†Department of Earth and Planetary Sciences, Weizmann Institute of Science, Rehovot 76100, Israel.
‡Environmental Chemistry and Technology Program, University of Wisconsin-Madison, Madison, Wisconsin, United States.
Environ Sci Technol. 2015 Jul 21;49(14):8777-85. doi: 10.1021/acs.est.5b01449. Epub 2015 Jul 10.

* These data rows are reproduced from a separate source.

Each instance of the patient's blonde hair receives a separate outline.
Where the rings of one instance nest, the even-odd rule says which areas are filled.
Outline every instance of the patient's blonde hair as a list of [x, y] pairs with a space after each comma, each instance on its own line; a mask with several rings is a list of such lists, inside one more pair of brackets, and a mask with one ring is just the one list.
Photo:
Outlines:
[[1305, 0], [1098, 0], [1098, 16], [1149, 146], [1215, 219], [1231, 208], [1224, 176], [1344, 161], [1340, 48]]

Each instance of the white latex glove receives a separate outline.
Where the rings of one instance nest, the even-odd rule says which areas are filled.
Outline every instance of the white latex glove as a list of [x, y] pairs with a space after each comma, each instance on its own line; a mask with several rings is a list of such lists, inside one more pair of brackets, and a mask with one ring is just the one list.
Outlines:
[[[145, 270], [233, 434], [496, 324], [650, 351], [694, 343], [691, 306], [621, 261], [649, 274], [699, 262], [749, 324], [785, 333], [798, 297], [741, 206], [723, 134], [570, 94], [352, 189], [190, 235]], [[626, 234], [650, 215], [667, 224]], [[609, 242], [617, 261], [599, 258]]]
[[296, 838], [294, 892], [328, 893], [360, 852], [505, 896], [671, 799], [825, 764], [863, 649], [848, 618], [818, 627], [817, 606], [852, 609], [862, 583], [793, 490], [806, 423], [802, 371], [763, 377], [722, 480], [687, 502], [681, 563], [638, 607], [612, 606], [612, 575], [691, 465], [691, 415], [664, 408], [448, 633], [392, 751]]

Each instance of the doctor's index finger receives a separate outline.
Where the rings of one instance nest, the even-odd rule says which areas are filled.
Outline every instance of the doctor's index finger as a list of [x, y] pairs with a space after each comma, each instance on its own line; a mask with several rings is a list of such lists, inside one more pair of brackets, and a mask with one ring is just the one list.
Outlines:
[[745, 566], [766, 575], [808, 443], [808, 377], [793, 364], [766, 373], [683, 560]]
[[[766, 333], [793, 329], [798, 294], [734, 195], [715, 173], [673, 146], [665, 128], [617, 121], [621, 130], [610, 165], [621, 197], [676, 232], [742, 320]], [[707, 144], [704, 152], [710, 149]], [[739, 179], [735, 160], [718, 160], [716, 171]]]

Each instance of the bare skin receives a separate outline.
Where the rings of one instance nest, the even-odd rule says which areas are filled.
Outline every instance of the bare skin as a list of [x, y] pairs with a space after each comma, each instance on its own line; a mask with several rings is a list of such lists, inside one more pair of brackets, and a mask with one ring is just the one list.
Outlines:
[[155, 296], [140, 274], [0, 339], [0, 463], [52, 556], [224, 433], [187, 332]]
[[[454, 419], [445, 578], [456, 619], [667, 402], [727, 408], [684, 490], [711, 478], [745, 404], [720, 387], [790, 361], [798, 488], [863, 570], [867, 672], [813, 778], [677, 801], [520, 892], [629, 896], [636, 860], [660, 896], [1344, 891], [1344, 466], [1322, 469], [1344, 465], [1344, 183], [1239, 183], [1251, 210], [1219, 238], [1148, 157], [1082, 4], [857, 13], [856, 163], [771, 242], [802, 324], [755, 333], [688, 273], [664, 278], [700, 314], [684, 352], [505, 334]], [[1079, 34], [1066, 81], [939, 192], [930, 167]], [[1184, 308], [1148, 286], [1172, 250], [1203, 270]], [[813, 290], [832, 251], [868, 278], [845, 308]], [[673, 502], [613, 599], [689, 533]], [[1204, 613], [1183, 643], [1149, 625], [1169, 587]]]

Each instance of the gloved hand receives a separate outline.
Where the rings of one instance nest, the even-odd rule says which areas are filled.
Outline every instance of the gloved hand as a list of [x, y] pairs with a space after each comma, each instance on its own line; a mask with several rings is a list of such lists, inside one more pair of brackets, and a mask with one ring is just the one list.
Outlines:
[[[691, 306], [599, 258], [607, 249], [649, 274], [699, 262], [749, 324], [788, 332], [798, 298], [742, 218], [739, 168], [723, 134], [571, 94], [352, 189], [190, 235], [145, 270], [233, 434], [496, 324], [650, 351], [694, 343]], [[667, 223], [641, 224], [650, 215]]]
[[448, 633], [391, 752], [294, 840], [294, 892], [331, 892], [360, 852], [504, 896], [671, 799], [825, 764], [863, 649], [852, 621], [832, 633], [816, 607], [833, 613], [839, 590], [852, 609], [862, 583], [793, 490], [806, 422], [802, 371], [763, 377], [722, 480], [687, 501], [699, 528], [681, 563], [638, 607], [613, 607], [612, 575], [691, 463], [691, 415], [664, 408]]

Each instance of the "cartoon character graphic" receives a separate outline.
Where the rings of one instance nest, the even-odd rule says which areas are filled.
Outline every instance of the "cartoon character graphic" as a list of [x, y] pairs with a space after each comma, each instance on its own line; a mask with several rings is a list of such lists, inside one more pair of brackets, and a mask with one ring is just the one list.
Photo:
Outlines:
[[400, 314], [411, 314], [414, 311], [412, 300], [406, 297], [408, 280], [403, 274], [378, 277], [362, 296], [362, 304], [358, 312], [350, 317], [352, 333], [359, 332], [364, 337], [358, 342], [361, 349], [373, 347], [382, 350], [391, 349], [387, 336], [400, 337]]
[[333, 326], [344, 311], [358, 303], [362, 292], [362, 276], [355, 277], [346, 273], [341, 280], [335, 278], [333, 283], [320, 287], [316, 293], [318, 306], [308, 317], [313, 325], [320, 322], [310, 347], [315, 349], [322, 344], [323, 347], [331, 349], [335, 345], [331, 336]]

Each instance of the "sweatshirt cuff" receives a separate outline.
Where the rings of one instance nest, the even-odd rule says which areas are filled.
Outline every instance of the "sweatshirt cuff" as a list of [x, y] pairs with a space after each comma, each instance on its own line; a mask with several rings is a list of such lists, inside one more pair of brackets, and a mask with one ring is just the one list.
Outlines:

Inhalation of traffic-associated atmospheric particulate matter (PM2.5) is recognized as a significant health risk. In this study, we focused on a single ("subclinical response") exposure to water-soluble extracts from PM collected at a roadside site in a major European city to elucidate potential components that drive pulmonary inflammatory, oxidative, and defense mechanisms and their systemic impacts. Intratracheal instillation (IT) of the aqueous extracts induced a 24 h inflammatory response characterized by increased broncho-alveolar lavage fluid (BALF) cells and cytokines (IL-6 and TNF-α), increased reactive oxygen species production, but insignificant lipids and proteins oxidation adducts in mouse lungs. This local response was largely self-resolved by 48 h, suggesting that it could represent a subclinical response to everyday-level exposure. Removal of soluble metals by chelation markedly diminished the pulmonary PM-mediated response. An artificial metal solution (MS) recapitulated the PM extract response. The self-resolving nature of the response is associated with activating defense mechanisms (increased levels of catalase and glutathione peroxidase expression), observed with both PM extract and MS. In conclusion, metals present in PM collected near roadways are largely responsible for the observed transient local pulmonary inflammation and oxidative stress. Simultaneous activation of the antioxidant defense response may protect against oxidative damage.
吸入交通相关的大气颗粒物(PM2.5)被认为是一个重大的健康风险。在这项研究中,我们专注于单次(“亚临床反应”)暴露于在欧洲主要城市路边采集的 PM 的水溶性提取物,以阐明潜在的驱动肺部炎症、氧化和防御机制及其系统影响的成分。水提取物的气管内滴注(IT)诱导了 24 小时的炎症反应,其特征是支气管肺泡灌洗液(BALF)细胞和细胞因子(IL-6 和 TNF-α)增加、活性氧产生增加,但小鼠肺部的脂质和蛋白质氧化加合物没有增加。这种局部反应在 48 小时内基本得到自我解决,表明它可能代表了日常水平暴露的亚临床反应。通过螯合去除可溶性金属大大降低了 PM 介导的肺部反应。人工金属溶液(MS)再现了 PM 提取物的反应。观察到 PM 提取物和 MS 都能激活防御机制(增加过氧化氢酶和谷胱甘肽过氧化物酶表达水平),这与反应的自我解决性质有关。总之,道路附近采集的 PM 中存在的金属在很大程度上导致了观察到的短暂局部肺部炎症和氧化应激。抗氧化防御反应的同时激活可能会防止氧化损伤。